Because he's been so clear in claiming repeatedly that he had no idea.
And also we've now this pattern of his being, he's been let down. He was let down by Peter
Manlinson, Peter Manlinson lied to me, he was let down by the system and now he's been let down by
by Oli Robbins. You know, not for nothing was my, one of the posters that was on my wall in
down his straight out time is get a grip. You have to have a grip of process. Because if you have
a media like ours that isn't that interested in policy, love scandal, love's personality,
love's process, don't let, don't give them, don't feed them the stuff that's going to allow them
to gorge on it in the way they're going to gorge on this. Well, this is also why they're famous
American, the buck stops here matters because I think a Prime Minister or a Minister of Feeling,
in the end, they have the responsibility that they don't get to say, oh, it's my civil servants fault,
it's my underlings fault, I've been let down. If you feel that, you get a grip, the two things
are connected. It also brings loyalty amongst the people who work for you. You know, I have never,
ever, ever named the person who was actually responsible for the, the so-called dodgy dossier,
which has now been morphed into the one that the, the main one in September, 2000,
which it wasn't, was a different document. And, and the reason for that isn't because I didn't
think the guy completely screwed up, or is it I didn't give him an absolute baller king for
doing it. Yeah, but what I didn't want is for everybody else who worked for the communications
department to think that every time you make a mistake, you are going to get thrown under a bus.

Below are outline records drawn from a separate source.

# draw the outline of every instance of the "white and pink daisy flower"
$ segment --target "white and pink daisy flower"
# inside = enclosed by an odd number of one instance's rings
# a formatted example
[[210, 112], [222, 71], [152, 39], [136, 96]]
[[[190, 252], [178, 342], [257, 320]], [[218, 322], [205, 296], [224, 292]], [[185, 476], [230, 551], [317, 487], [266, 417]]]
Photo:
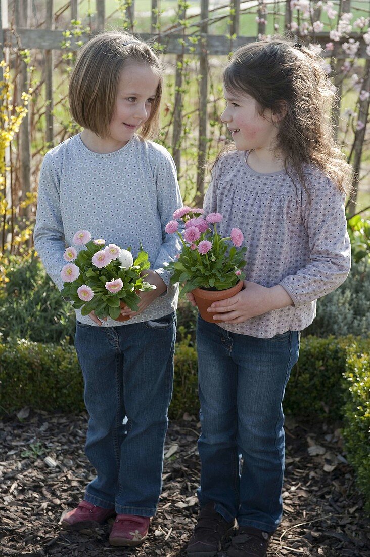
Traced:
[[111, 262], [111, 258], [104, 250], [99, 250], [92, 256], [91, 261], [98, 269], [102, 269]]
[[72, 246], [65, 250], [63, 253], [63, 258], [65, 261], [74, 261], [77, 256], [77, 251]]
[[167, 234], [174, 234], [179, 229], [179, 223], [177, 221], [170, 221], [166, 224], [165, 230]]
[[90, 302], [90, 300], [93, 298], [94, 293], [92, 289], [86, 284], [83, 284], [78, 286], [77, 295], [80, 300], [83, 300], [85, 302]]
[[92, 237], [88, 230], [79, 230], [73, 236], [73, 243], [76, 246], [83, 246], [90, 242]]
[[108, 292], [111, 292], [114, 294], [121, 290], [124, 286], [121, 278], [115, 278], [114, 280], [107, 281], [105, 283], [105, 287]]
[[118, 246], [116, 246], [116, 244], [110, 244], [104, 250], [104, 251], [106, 251], [107, 253], [108, 253], [112, 261], [114, 261], [115, 259], [117, 259], [120, 255], [120, 251], [121, 248]]
[[217, 222], [221, 222], [223, 218], [220, 213], [210, 213], [205, 217], [205, 219], [207, 222], [214, 224]]
[[134, 265], [132, 254], [128, 250], [120, 250], [118, 258], [121, 262], [121, 267], [124, 269], [129, 269]]
[[195, 226], [203, 234], [208, 229], [208, 223], [202, 218], [201, 217], [194, 217], [193, 218], [189, 218], [189, 221], [185, 222], [185, 228], [190, 228], [191, 226]]
[[244, 237], [243, 232], [239, 228], [233, 228], [231, 231], [230, 237], [234, 246], [240, 247], [243, 243]]
[[63, 282], [73, 282], [80, 276], [80, 269], [74, 263], [67, 263], [61, 271]]
[[172, 218], [175, 220], [176, 218], [181, 218], [181, 217], [184, 217], [185, 214], [188, 214], [188, 213], [190, 213], [191, 211], [191, 207], [188, 207], [188, 206], [186, 205], [184, 207], [180, 207], [180, 209], [176, 209], [172, 216]]
[[204, 255], [212, 249], [212, 242], [209, 240], [202, 240], [198, 244], [198, 251]]
[[184, 240], [189, 243], [194, 243], [200, 238], [200, 231], [196, 226], [190, 226], [184, 233]]

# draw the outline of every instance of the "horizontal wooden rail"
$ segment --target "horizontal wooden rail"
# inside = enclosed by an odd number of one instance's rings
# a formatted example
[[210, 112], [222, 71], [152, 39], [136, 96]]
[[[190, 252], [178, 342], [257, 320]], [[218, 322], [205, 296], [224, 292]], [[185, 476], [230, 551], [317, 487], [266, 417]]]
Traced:
[[[17, 29], [14, 31], [3, 29], [4, 46], [18, 48], [20, 45], [22, 48], [61, 50], [62, 43], [65, 40], [63, 32], [63, 30], [61, 29]], [[92, 35], [96, 35], [96, 33], [97, 32], [93, 32]], [[204, 41], [201, 44], [201, 41], [194, 43], [193, 42], [194, 36], [199, 37], [200, 38], [201, 37], [204, 38], [205, 45]], [[191, 52], [196, 56], [199, 56], [201, 53], [202, 49], [204, 48], [205, 46], [208, 53], [211, 55], [227, 55], [230, 53], [230, 45], [232, 46], [232, 50], [234, 50], [242, 45], [245, 45], [247, 42], [253, 42], [256, 40], [255, 37], [239, 36], [231, 40], [230, 37], [224, 35], [208, 35], [204, 36], [200, 33], [192, 35], [191, 40], [189, 40], [186, 36], [184, 37], [182, 35], [175, 33], [155, 36], [149, 33], [142, 33], [140, 35], [140, 38], [147, 42], [159, 42], [162, 46], [165, 53], [171, 54], [181, 54], [183, 52], [182, 41], [185, 40], [185, 52]], [[366, 53], [367, 45], [361, 36], [357, 33], [351, 33], [348, 36], [348, 38], [354, 38], [355, 40], [359, 41], [360, 46], [356, 55], [356, 58], [368, 58], [370, 57]], [[74, 40], [72, 37], [68, 37], [68, 41], [71, 41], [70, 50], [77, 50], [78, 47], [76, 44], [77, 41], [86, 42], [88, 40], [88, 38], [89, 37], [86, 35], [79, 37], [76, 40]], [[315, 42], [321, 45], [323, 47], [324, 47], [327, 43], [332, 42], [327, 33], [318, 33], [316, 34], [315, 39]], [[299, 39], [299, 40], [302, 42], [304, 42], [303, 39]], [[309, 40], [310, 41], [312, 39]], [[334, 50], [330, 52], [324, 52], [324, 56], [334, 56], [337, 58], [348, 57], [340, 48], [341, 44], [348, 41], [348, 38], [343, 38], [340, 42], [334, 43]], [[1, 45], [0, 45], [1, 46]]]

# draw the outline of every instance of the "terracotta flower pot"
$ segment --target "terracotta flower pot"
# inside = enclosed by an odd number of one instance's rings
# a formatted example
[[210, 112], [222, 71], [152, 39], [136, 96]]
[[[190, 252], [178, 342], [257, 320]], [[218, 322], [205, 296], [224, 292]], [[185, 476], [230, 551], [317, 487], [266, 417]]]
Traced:
[[205, 290], [203, 288], [196, 288], [192, 290], [191, 292], [195, 299], [195, 302], [202, 319], [204, 321], [208, 321], [209, 323], [221, 323], [222, 321], [219, 319], [213, 319], [214, 314], [218, 313], [217, 310], [209, 313], [207, 310], [213, 302], [231, 298], [231, 296], [240, 292], [242, 288], [243, 281], [240, 280], [235, 286], [227, 288], [226, 290]]

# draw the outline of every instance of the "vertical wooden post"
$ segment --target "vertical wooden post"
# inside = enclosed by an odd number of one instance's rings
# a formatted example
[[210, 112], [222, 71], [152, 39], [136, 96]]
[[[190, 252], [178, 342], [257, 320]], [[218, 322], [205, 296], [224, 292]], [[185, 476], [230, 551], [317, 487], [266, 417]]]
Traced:
[[101, 31], [105, 25], [105, 2], [104, 0], [96, 0], [96, 28]]
[[71, 0], [71, 19], [78, 19], [78, 0]]
[[290, 0], [285, 0], [285, 14], [284, 18], [284, 27], [285, 30], [290, 28], [292, 23], [292, 8], [290, 7]]
[[[46, 2], [45, 27], [54, 28], [54, 0]], [[54, 144], [54, 128], [53, 123], [53, 69], [54, 55], [52, 50], [45, 51], [45, 87], [46, 88], [46, 144], [49, 149]]]
[[158, 35], [158, 22], [159, 14], [158, 13], [158, 0], [151, 0], [151, 12], [150, 14], [150, 34]]
[[267, 11], [266, 6], [263, 0], [258, 0], [258, 23], [257, 25], [257, 33], [259, 35], [266, 35], [266, 19]]
[[[365, 64], [364, 80], [362, 87], [364, 91], [370, 90], [370, 58], [368, 58]], [[353, 177], [352, 179], [352, 191], [351, 199], [347, 204], [347, 213], [351, 216], [355, 214], [357, 204], [357, 196], [358, 195], [358, 186], [359, 184], [359, 173], [361, 167], [361, 157], [363, 144], [365, 140], [366, 126], [368, 115], [370, 110], [370, 99], [366, 99], [359, 101], [359, 110], [358, 112], [358, 121], [364, 124], [364, 127], [361, 130], [357, 130], [354, 138], [353, 151]]]
[[[179, 4], [179, 18], [183, 19], [186, 16], [186, 8], [182, 7], [182, 3]], [[182, 31], [182, 37], [185, 38], [185, 29]], [[172, 154], [177, 169], [177, 176], [180, 175], [181, 166], [180, 139], [182, 128], [182, 105], [184, 95], [182, 92], [182, 72], [184, 70], [184, 50], [176, 57], [176, 75], [175, 77], [175, 100], [174, 106], [174, 125], [172, 135]]]
[[203, 202], [204, 197], [204, 175], [207, 149], [207, 102], [208, 101], [208, 0], [201, 0], [200, 24], [201, 53], [199, 56], [199, 138], [198, 140], [198, 173], [196, 176], [197, 202]]
[[[7, 0], [0, 0], [0, 60], [4, 60], [6, 62], [8, 62], [8, 48], [6, 48], [4, 46], [4, 33], [3, 29], [7, 29], [8, 27], [8, 2]], [[0, 67], [0, 80], [3, 78], [3, 71], [2, 67]], [[7, 147], [4, 153], [4, 162], [5, 163], [6, 170], [3, 177], [4, 182], [3, 187], [0, 190], [0, 199], [4, 198], [7, 203], [7, 206], [12, 206], [12, 192], [11, 192], [11, 176], [9, 169], [10, 168], [10, 147]], [[9, 184], [8, 187], [7, 185]], [[0, 250], [4, 251], [4, 247], [7, 241], [6, 228], [7, 228], [7, 217], [6, 211], [2, 214], [0, 214]]]
[[[231, 0], [230, 7], [232, 10], [231, 23], [230, 25], [230, 34], [231, 38], [239, 34], [239, 18], [240, 16], [240, 0]], [[231, 38], [232, 40], [232, 38]]]
[[[351, 10], [351, 0], [341, 0], [339, 3], [340, 11], [338, 14], [338, 18], [341, 17], [342, 13], [348, 13]], [[341, 114], [341, 102], [342, 100], [342, 92], [343, 90], [343, 77], [342, 75], [342, 66], [343, 60], [337, 59], [334, 62], [335, 77], [334, 84], [337, 88], [337, 94], [334, 97], [334, 104], [333, 105], [333, 111], [332, 113], [332, 122], [333, 126], [334, 138], [338, 139], [338, 131], [339, 124], [339, 116]]]
[[[6, 61], [3, 29], [6, 29], [8, 25], [8, 0], [0, 0], [0, 60], [5, 60]], [[2, 79], [3, 69], [0, 67], [0, 81], [2, 81]]]
[[[17, 27], [28, 28], [29, 26], [29, 0], [21, 0], [17, 3], [20, 9], [16, 12], [16, 25]], [[19, 56], [19, 55], [18, 55]], [[28, 74], [27, 73], [27, 63], [23, 60], [20, 61], [20, 70], [17, 77], [17, 103], [22, 104], [22, 93], [27, 92], [28, 90]], [[29, 105], [28, 105], [29, 109]], [[27, 194], [31, 191], [31, 148], [30, 148], [31, 128], [29, 125], [29, 117], [28, 113], [24, 116], [18, 133], [18, 157], [19, 160], [20, 179], [18, 193], [20, 202], [24, 201], [27, 198]], [[25, 216], [28, 218], [30, 214], [30, 207], [28, 206], [26, 210], [19, 208], [18, 214], [19, 217]]]
[[127, 0], [126, 8], [126, 17], [129, 22], [130, 31], [134, 33], [134, 22], [135, 21], [135, 0]]

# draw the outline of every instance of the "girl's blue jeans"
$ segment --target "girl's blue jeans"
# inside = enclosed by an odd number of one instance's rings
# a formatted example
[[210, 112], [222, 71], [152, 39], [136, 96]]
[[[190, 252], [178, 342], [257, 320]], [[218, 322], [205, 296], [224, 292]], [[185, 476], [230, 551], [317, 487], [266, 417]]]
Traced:
[[197, 347], [200, 505], [214, 501], [225, 520], [273, 532], [282, 513], [282, 403], [299, 333], [260, 339], [199, 317]]
[[175, 338], [175, 313], [117, 327], [77, 321], [75, 341], [90, 415], [85, 449], [96, 471], [86, 501], [121, 514], [155, 514]]

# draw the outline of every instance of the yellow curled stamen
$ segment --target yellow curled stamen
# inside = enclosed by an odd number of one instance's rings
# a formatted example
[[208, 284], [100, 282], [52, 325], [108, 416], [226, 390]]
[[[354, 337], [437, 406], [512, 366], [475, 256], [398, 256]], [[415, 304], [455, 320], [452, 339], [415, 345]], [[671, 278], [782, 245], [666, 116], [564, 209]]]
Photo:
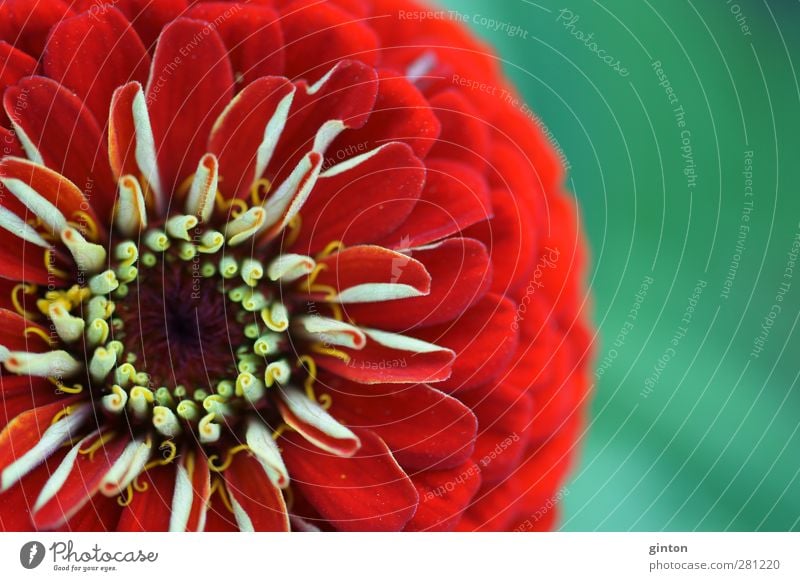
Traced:
[[35, 284], [28, 284], [21, 282], [18, 285], [14, 286], [13, 289], [11, 289], [11, 304], [14, 305], [14, 309], [17, 311], [17, 313], [19, 313], [26, 319], [32, 319], [36, 317], [37, 313], [25, 310], [25, 307], [22, 306], [22, 301], [19, 300], [18, 293], [19, 291], [22, 291], [23, 294], [32, 295], [36, 293], [37, 288], [38, 287]]
[[88, 454], [89, 460], [94, 461], [95, 452], [97, 452], [100, 448], [105, 446], [114, 436], [115, 436], [114, 432], [106, 432], [105, 434], [97, 438], [97, 440], [95, 440], [92, 443], [92, 445], [86, 448], [85, 450], [78, 450], [78, 454], [84, 454], [84, 455]]
[[25, 337], [27, 337], [28, 335], [36, 335], [40, 339], [44, 340], [44, 342], [47, 343], [50, 347], [53, 347], [56, 344], [53, 338], [47, 333], [45, 333], [44, 330], [40, 327], [25, 327], [25, 330], [22, 332], [22, 334]]
[[257, 179], [250, 188], [250, 201], [253, 203], [253, 205], [260, 206], [263, 204], [264, 200], [267, 199], [267, 194], [269, 194], [271, 188], [272, 182], [270, 182], [268, 179]]
[[60, 268], [56, 268], [53, 266], [53, 249], [46, 248], [44, 251], [44, 267], [47, 269], [48, 274], [52, 274], [53, 276], [57, 276], [58, 278], [68, 278], [69, 274], [61, 270]]
[[[345, 354], [342, 353], [342, 355]], [[314, 391], [314, 384], [317, 382], [317, 362], [314, 361], [314, 358], [310, 355], [301, 355], [298, 358], [298, 363], [302, 367], [305, 367], [306, 371], [308, 372], [308, 377], [306, 377], [306, 380], [303, 383], [303, 387], [305, 387], [306, 390], [306, 397], [313, 402], [317, 402], [322, 409], [327, 410], [333, 403], [331, 396], [327, 393], [324, 393], [317, 397], [317, 394]]]
[[341, 240], [334, 240], [332, 242], [328, 242], [328, 245], [317, 254], [314, 258], [317, 260], [322, 260], [324, 258], [329, 257], [334, 252], [341, 252], [344, 250], [344, 243]]
[[128, 484], [128, 487], [125, 489], [125, 492], [119, 495], [117, 498], [117, 504], [125, 507], [128, 506], [131, 502], [133, 502], [133, 484]]
[[56, 415], [53, 416], [53, 419], [50, 420], [50, 425], [52, 426], [53, 424], [55, 424], [59, 420], [62, 420], [65, 417], [67, 417], [68, 415], [70, 415], [72, 412], [75, 411], [76, 407], [77, 406], [74, 406], [74, 405], [68, 405], [67, 407], [65, 407], [63, 410], [61, 410], [60, 412], [58, 412]]
[[339, 351], [338, 349], [334, 349], [333, 347], [326, 347], [322, 343], [314, 343], [311, 345], [311, 350], [314, 353], [319, 353], [320, 355], [329, 355], [330, 357], [341, 359], [345, 363], [350, 363], [350, 356], [347, 353], [344, 351]]
[[306, 292], [311, 292], [312, 287], [314, 286], [314, 282], [317, 280], [319, 273], [328, 268], [326, 264], [317, 263], [314, 266], [314, 270], [311, 271], [306, 279], [300, 283], [300, 286], [306, 290]]
[[49, 381], [50, 383], [55, 385], [56, 388], [58, 389], [58, 391], [60, 391], [61, 393], [68, 393], [70, 395], [76, 395], [76, 394], [79, 394], [79, 393], [83, 392], [83, 386], [81, 384], [79, 384], [79, 383], [76, 383], [76, 384], [74, 384], [72, 386], [66, 386], [63, 383], [61, 383], [58, 379], [56, 379], [55, 377], [48, 377], [47, 381]]
[[238, 446], [231, 448], [230, 450], [228, 450], [224, 462], [222, 462], [222, 464], [220, 465], [215, 464], [215, 461], [219, 460], [219, 456], [217, 456], [216, 454], [209, 456], [208, 457], [209, 470], [211, 470], [212, 472], [225, 472], [225, 470], [230, 468], [230, 465], [233, 463], [233, 457], [239, 452], [243, 452], [244, 450], [250, 450], [250, 446], [248, 446], [247, 444], [239, 444]]
[[219, 208], [221, 212], [227, 212], [230, 210], [232, 218], [238, 218], [247, 211], [247, 202], [240, 200], [239, 198], [231, 198], [230, 200], [226, 200], [225, 196], [223, 196], [222, 192], [219, 190], [217, 190], [217, 195], [214, 197], [214, 200], [217, 204], [217, 208]]

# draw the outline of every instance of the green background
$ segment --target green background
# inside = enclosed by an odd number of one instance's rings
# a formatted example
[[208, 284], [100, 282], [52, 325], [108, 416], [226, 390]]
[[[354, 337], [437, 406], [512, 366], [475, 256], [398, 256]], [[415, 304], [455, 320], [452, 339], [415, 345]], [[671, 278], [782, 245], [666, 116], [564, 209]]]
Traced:
[[[440, 4], [527, 31], [524, 38], [492, 31], [480, 18], [472, 24], [566, 154], [567, 185], [591, 239], [596, 348], [607, 364], [597, 373], [562, 529], [800, 529], [800, 263], [785, 276], [800, 232], [800, 3]], [[565, 8], [579, 16], [574, 29], [594, 33], [627, 77], [558, 21]], [[676, 105], [653, 61], [685, 111], [694, 187], [684, 175]], [[746, 151], [753, 152], [749, 214]], [[749, 231], [739, 257], [742, 224]], [[724, 298], [732, 263], [738, 268]], [[647, 276], [654, 282], [615, 347]], [[684, 325], [698, 280], [706, 287]], [[789, 287], [780, 302], [782, 283]], [[756, 357], [754, 341], [773, 305], [781, 310]], [[646, 389], [680, 327], [685, 336]]]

And what it feels to me is that Oli Robbins has been thrown under a bus.
And, and the civil service will feel it right the way through. I mean, they will, they will feel
this is a number 10 that is not sticking up for the civil servants that's making them carry the
can, can blaming them for everything that goes wrong. And ultimately, though you said,
though we say it was the foreign office appointment, because it was a senior ambassador,
that appointment was made by the prime minister. And that's exactly as it should be.
A really senior diplomatic position like that that you've got to be happy that the prime minister
has confidence and trust in this person to do it. And I think the other thing here is that
I, everything I heard at the time is that Kierstammer wasn't that keen on Peter Manlison. He was,
he was, he was seeing the risk at the time. But the whole, you know, the more
Glamant Sweeney in particular, I think, was pushing him. He's got to get a grip of his own
appointment of big personnel issues inside the government.